The bottle was nearly empty. Tiny bits of blood mixed with the water. I watched the rose-colored liquid swirl around my feet. My skin was red and raw and burning. There could never be enough soap to scrub myself clean.
Exasperated, I slowly fell to the bottom of the bathtub and held my knees up to my chest. I sat there until the once scalding water became lukewarm and I finally resolved myself to face the world outside the bathroom door.
I stood in front of the mirror examining the flesh he touched, the hair he wrapped through his fingers, the lips that never bothered to protest. It was always this way the morning after.
I listened to my parents downstairs as I dressed. They were laughing as they cooked breakfast, oblivious as always. My little brother shouted at the imaginary characters of his video game. I took a deep breath and descended the stairs.
“Good morning, Ally,” my mom called before I even reached the bottom step.
“What are your plans for today?”
I sat down at the table and poured a glass of orange juice, “I’m meeting Josie at the café this afternoon and then we’re going out tonight.”
“This is the third weekend in a row, isn’t it? You really like this girl, don’t you?”
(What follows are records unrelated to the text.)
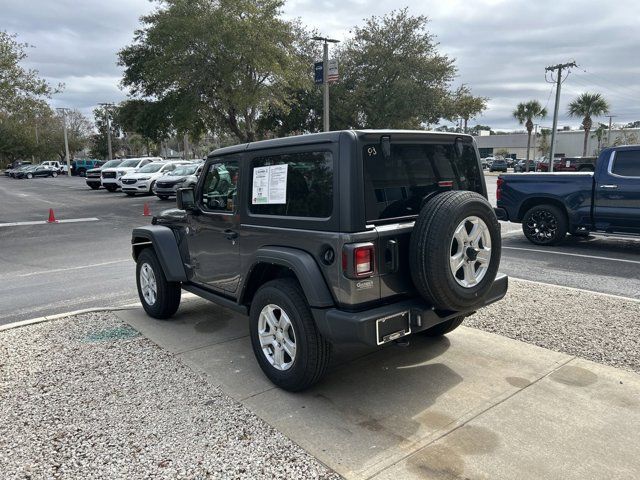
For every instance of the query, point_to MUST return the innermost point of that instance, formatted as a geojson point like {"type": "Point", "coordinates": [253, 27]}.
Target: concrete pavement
{"type": "Point", "coordinates": [469, 405]}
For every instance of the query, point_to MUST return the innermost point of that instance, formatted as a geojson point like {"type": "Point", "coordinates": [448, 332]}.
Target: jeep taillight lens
{"type": "Point", "coordinates": [363, 261]}
{"type": "Point", "coordinates": [358, 260]}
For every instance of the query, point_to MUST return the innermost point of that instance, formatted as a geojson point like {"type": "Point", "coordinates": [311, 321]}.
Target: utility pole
{"type": "Point", "coordinates": [559, 68]}
{"type": "Point", "coordinates": [325, 82]}
{"type": "Point", "coordinates": [609, 132]}
{"type": "Point", "coordinates": [107, 106]}
{"type": "Point", "coordinates": [66, 140]}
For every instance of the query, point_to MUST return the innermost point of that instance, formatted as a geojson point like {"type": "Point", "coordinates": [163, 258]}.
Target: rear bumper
{"type": "Point", "coordinates": [501, 213]}
{"type": "Point", "coordinates": [340, 326]}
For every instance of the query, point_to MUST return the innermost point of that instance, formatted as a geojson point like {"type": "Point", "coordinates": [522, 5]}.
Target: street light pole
{"type": "Point", "coordinates": [66, 140]}
{"type": "Point", "coordinates": [107, 106]}
{"type": "Point", "coordinates": [325, 83]}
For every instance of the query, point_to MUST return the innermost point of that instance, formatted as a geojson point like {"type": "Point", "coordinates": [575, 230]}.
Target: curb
{"type": "Point", "coordinates": [57, 316]}
{"type": "Point", "coordinates": [33, 321]}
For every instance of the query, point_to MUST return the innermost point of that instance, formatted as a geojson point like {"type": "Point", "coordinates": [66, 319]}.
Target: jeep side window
{"type": "Point", "coordinates": [309, 185]}
{"type": "Point", "coordinates": [220, 185]}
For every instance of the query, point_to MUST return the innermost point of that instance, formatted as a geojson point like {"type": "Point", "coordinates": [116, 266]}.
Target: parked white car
{"type": "Point", "coordinates": [110, 177]}
{"type": "Point", "coordinates": [143, 179]}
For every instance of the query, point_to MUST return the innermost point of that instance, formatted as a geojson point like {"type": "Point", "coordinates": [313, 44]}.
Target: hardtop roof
{"type": "Point", "coordinates": [325, 137]}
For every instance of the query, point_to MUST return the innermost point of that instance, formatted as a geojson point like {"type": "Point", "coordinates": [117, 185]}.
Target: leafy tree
{"type": "Point", "coordinates": [525, 112]}
{"type": "Point", "coordinates": [392, 75]}
{"type": "Point", "coordinates": [586, 106]}
{"type": "Point", "coordinates": [464, 105]}
{"type": "Point", "coordinates": [20, 89]}
{"type": "Point", "coordinates": [228, 61]}
{"type": "Point", "coordinates": [99, 142]}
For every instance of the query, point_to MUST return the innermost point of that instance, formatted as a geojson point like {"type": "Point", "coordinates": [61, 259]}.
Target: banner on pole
{"type": "Point", "coordinates": [332, 72]}
{"type": "Point", "coordinates": [318, 70]}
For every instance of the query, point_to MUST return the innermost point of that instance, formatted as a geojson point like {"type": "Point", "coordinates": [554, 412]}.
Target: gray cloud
{"type": "Point", "coordinates": [501, 47]}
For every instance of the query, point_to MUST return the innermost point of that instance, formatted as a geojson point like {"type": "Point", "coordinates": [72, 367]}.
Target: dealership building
{"type": "Point", "coordinates": [568, 143]}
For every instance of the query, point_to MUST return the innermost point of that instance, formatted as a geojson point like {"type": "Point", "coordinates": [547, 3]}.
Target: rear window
{"type": "Point", "coordinates": [305, 186]}
{"type": "Point", "coordinates": [396, 187]}
{"type": "Point", "coordinates": [627, 163]}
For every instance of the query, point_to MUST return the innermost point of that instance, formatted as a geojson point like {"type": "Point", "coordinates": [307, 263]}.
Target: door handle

I gushed. I knew my reddened cheeks betrayed me.
“Fine. I’ll step pestering,” she said as she playfully nudged my arm. “Go on and eat your breakfast.”
I did really like Josie. We met in Sociology class . . . every Monday and Wednesday at 8am. She sat next to me that first day. On the second, she handed me a cup of coffee, “I know there’s not enough caffeine in the world to make this class bearable, but I thought this could help.”
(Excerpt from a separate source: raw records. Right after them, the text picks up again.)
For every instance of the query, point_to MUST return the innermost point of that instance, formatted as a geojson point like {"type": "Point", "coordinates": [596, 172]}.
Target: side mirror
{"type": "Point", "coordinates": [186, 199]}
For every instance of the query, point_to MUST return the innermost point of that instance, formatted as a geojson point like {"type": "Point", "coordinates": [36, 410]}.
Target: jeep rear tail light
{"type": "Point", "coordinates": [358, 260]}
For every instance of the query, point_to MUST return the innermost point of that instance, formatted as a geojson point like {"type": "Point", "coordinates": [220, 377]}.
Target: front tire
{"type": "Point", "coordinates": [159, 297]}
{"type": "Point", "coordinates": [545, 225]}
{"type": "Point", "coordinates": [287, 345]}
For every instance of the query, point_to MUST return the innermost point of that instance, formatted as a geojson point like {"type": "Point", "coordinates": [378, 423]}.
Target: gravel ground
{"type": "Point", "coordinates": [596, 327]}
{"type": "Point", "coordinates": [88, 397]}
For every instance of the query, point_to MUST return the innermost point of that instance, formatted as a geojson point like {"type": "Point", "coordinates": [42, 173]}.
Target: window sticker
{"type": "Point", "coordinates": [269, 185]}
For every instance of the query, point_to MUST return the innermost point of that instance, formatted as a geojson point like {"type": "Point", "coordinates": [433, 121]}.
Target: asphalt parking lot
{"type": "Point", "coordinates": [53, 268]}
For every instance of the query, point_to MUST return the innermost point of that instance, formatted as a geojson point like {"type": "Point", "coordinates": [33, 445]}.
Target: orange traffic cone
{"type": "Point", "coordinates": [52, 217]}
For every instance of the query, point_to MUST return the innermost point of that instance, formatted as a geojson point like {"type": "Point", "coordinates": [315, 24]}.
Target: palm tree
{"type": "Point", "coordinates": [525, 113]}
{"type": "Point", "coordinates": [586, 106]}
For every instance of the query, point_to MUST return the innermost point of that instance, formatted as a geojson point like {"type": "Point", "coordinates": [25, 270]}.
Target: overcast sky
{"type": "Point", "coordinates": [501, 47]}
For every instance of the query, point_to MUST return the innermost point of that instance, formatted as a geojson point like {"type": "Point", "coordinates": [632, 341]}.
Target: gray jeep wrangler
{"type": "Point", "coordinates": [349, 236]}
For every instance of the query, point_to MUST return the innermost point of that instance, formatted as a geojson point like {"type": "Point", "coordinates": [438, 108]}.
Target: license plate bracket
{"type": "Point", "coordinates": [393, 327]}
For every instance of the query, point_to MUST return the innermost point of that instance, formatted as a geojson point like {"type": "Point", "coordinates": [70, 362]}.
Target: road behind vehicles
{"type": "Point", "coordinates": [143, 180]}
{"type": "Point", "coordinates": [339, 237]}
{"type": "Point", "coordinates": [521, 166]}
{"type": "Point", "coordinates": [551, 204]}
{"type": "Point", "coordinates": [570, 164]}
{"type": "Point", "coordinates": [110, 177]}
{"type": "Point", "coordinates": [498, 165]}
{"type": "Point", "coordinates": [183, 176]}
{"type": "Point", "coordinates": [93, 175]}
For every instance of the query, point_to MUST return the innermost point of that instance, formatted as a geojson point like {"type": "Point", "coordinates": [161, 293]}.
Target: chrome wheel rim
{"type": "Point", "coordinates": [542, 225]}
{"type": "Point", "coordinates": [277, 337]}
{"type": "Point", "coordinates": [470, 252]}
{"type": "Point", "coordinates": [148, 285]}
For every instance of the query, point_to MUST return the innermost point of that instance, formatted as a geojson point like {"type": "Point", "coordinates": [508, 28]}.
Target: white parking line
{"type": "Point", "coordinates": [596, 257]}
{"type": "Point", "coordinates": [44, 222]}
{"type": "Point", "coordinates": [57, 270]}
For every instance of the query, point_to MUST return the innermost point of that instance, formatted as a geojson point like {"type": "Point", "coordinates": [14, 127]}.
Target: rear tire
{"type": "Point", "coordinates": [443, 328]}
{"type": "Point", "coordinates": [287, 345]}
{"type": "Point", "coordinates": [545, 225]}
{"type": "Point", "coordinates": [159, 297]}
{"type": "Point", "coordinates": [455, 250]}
Neither of us had a class until after noon, so we ate breakfast together in the dining hall. That continued every Monday and Wednesday for nearly a month before she finally asked me out. To say I was elated would be the understatement of the year.
For our first date, we met in a small neighborhood café on a Saturday afternoon. I didn’t even notice the guitar case next to her until she told me to hold on for a few minutes and walked to the stool in the corner. I was in awe of her talent. I sat mesmerized by the cascade of auburn hair around her shoulders, the way her fingers danced on the strings, and the intoxicating melody resonating from her mouth. It was, by far, the happiest day of my life.
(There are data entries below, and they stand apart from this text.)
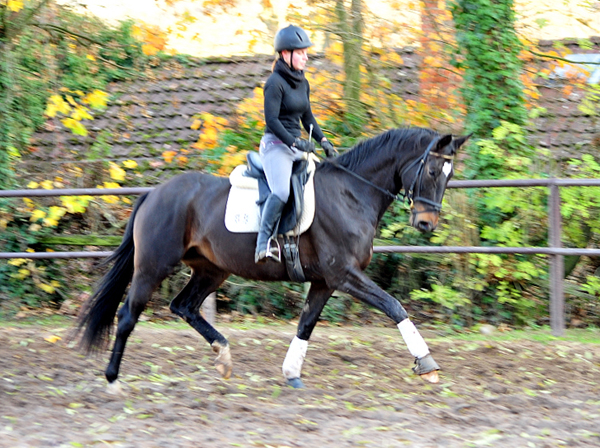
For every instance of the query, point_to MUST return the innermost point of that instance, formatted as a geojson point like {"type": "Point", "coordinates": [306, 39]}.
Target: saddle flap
{"type": "Point", "coordinates": [255, 168]}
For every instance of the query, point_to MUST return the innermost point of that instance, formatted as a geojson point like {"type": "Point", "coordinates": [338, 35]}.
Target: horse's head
{"type": "Point", "coordinates": [426, 178]}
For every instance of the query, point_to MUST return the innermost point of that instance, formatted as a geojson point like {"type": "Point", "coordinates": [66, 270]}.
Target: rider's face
{"type": "Point", "coordinates": [299, 58]}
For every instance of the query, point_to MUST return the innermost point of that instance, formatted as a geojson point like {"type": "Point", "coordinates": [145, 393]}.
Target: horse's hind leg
{"type": "Point", "coordinates": [317, 297]}
{"type": "Point", "coordinates": [205, 279]}
{"type": "Point", "coordinates": [142, 287]}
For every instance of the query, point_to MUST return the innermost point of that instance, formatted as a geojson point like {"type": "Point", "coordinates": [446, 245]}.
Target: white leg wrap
{"type": "Point", "coordinates": [292, 365]}
{"type": "Point", "coordinates": [414, 341]}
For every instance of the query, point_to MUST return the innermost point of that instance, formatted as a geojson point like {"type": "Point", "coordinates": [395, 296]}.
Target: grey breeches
{"type": "Point", "coordinates": [277, 159]}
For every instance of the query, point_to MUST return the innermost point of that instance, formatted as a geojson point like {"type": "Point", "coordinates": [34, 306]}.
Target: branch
{"type": "Point", "coordinates": [78, 37]}
{"type": "Point", "coordinates": [558, 58]}
{"type": "Point", "coordinates": [47, 26]}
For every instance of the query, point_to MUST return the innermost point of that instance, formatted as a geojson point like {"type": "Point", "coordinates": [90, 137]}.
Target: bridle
{"type": "Point", "coordinates": [408, 195]}
{"type": "Point", "coordinates": [420, 163]}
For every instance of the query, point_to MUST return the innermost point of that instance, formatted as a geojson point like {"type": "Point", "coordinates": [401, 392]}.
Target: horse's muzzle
{"type": "Point", "coordinates": [422, 219]}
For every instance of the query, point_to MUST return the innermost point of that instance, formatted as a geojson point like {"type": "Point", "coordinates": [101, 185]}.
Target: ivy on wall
{"type": "Point", "coordinates": [488, 51]}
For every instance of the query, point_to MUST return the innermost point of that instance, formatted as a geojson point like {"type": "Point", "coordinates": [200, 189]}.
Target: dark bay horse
{"type": "Point", "coordinates": [183, 220]}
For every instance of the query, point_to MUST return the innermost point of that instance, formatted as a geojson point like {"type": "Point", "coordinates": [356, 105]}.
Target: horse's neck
{"type": "Point", "coordinates": [382, 173]}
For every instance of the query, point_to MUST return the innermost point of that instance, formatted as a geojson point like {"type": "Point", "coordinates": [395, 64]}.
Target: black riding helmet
{"type": "Point", "coordinates": [291, 38]}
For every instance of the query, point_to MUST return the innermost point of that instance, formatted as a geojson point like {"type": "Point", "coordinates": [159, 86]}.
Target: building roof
{"type": "Point", "coordinates": [148, 116]}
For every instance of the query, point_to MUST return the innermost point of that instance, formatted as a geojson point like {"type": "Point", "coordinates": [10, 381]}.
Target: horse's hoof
{"type": "Point", "coordinates": [115, 388]}
{"type": "Point", "coordinates": [223, 362]}
{"type": "Point", "coordinates": [296, 383]}
{"type": "Point", "coordinates": [432, 377]}
{"type": "Point", "coordinates": [427, 368]}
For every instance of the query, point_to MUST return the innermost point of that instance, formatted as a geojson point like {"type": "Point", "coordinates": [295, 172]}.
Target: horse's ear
{"type": "Point", "coordinates": [458, 142]}
{"type": "Point", "coordinates": [444, 141]}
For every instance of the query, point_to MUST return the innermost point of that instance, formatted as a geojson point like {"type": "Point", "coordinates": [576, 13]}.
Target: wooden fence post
{"type": "Point", "coordinates": [557, 265]}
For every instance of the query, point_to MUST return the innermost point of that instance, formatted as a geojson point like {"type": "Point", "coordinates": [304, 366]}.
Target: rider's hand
{"type": "Point", "coordinates": [328, 148]}
{"type": "Point", "coordinates": [304, 145]}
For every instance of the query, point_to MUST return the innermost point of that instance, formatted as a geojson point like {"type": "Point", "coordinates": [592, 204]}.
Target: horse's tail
{"type": "Point", "coordinates": [98, 313]}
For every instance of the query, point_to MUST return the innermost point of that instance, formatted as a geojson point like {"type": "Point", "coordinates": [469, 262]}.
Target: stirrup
{"type": "Point", "coordinates": [273, 253]}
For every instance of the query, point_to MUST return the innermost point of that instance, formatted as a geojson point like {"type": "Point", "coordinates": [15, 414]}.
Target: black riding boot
{"type": "Point", "coordinates": [268, 226]}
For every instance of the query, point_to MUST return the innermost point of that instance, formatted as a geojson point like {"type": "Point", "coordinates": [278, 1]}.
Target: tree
{"type": "Point", "coordinates": [489, 49]}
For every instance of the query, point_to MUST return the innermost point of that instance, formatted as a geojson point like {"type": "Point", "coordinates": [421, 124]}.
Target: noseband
{"type": "Point", "coordinates": [420, 164]}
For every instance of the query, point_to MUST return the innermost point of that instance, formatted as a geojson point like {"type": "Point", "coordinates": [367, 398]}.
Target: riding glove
{"type": "Point", "coordinates": [304, 145]}
{"type": "Point", "coordinates": [328, 148]}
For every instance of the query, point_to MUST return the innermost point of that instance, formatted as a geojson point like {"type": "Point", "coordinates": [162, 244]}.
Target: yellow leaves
{"type": "Point", "coordinates": [37, 215]}
{"type": "Point", "coordinates": [14, 5]}
{"type": "Point", "coordinates": [116, 172]}
{"type": "Point", "coordinates": [149, 50]}
{"type": "Point", "coordinates": [75, 126]}
{"type": "Point", "coordinates": [335, 52]}
{"type": "Point", "coordinates": [395, 58]}
{"type": "Point", "coordinates": [169, 155]}
{"type": "Point", "coordinates": [75, 204]}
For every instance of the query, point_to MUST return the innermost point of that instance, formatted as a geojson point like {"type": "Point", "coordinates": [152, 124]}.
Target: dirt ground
{"type": "Point", "coordinates": [360, 392]}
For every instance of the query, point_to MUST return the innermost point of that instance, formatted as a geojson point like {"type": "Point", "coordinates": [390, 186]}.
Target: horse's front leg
{"type": "Point", "coordinates": [187, 304]}
{"type": "Point", "coordinates": [317, 297]}
{"type": "Point", "coordinates": [357, 284]}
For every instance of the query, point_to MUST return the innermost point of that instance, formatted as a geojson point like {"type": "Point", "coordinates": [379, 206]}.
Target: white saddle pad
{"type": "Point", "coordinates": [242, 214]}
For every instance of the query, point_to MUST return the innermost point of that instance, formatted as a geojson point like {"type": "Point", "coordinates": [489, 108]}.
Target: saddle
{"type": "Point", "coordinates": [250, 190]}
{"type": "Point", "coordinates": [292, 211]}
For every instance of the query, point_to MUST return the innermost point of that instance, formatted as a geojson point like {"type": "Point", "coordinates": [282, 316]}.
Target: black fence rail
{"type": "Point", "coordinates": [554, 250]}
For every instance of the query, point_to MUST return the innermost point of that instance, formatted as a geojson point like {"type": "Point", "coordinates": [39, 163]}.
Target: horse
{"type": "Point", "coordinates": [182, 220]}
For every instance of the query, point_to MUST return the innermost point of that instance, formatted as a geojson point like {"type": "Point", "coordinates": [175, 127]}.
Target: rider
{"type": "Point", "coordinates": [287, 102]}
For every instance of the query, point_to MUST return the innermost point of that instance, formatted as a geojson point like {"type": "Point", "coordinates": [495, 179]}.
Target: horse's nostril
{"type": "Point", "coordinates": [424, 226]}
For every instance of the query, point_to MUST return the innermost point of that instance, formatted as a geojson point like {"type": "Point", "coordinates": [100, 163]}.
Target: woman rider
{"type": "Point", "coordinates": [287, 103]}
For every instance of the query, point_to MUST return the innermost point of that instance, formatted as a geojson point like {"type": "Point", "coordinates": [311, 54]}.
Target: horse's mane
{"type": "Point", "coordinates": [397, 141]}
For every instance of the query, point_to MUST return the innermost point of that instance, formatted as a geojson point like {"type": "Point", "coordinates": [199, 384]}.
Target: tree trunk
{"type": "Point", "coordinates": [350, 29]}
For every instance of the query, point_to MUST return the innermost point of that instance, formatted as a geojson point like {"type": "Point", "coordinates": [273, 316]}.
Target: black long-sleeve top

But my happiness was short-lived because while my Saturdays belonged to her, my Friday nights belonged to another. The guilt was overwhelming. I knew Josie would be devastated if she . . . I couldn’t even think about.
Breakfast ended and I cleared the dishes. My father came up beside me to dry while I washed. “You should invite your friend over for dinner some time. I’d love to meet the woman who has my little girl so smitten.”
“Dad!” I laughed despite myself and started to forget about the night before.
The afternoon at the café was perfect as always. After lunch, Josie and I went back to her dorm room to listen to music and talk. She stroked my face and kissed me for the first time. What should have been a beautiful moment left me feeling dirty and ashamed.
I pulled away and stared at the floor.
“What’s wrong?” she asked, genuine concern in her voice. “I . . . I thought you wanted . . . “
“I did! I do!” I cut her off. “I’m sorry. It’s just complicated right now.” I lay my head on her shoulder and she just held me. After what felt like eons, I sat up and composed myself.
“My parents want to meet you,” I said.
She must have thought that was the cause of my hesitation because her entire body language changed and her face lit up. “I’d love to Ally! Just tell me when!”
We made plans for the following Saturday. I tried to push it all out of my mind over the week. My classes were overwhelming and I needed to keep my grades up. My parents could never have afforded to send me to a private university, but I busted my ass throughout high school and scored a full scholarship. Now I just needed to keep it.
Studying became more difficult as the stress of the situation weighed on me. I was more than half-way through the semester and I just needed to make it to the end. I thought about ending things with Josie, but I was falling in love. I didn’t have the strength to let that go.
As the weekend neared, the knots in my stomach grew. All of the people I cared about most would be under one roof on Saturday . . . all of the people I was afraid to disappoint . . . all of the people I knew I would shame. But still, I drove to his house on Friday night.
I parked my car in his driveway and walked up to the front door. He stood there with a smile spread across his face as he ushered me in. I didn’t hesitate. He owned me until the end of the semester.
Josie was right, no amount of caffeine, or anything else, would make Sociology bearable. But in 6 weeks, grades would be posted and I’d be free.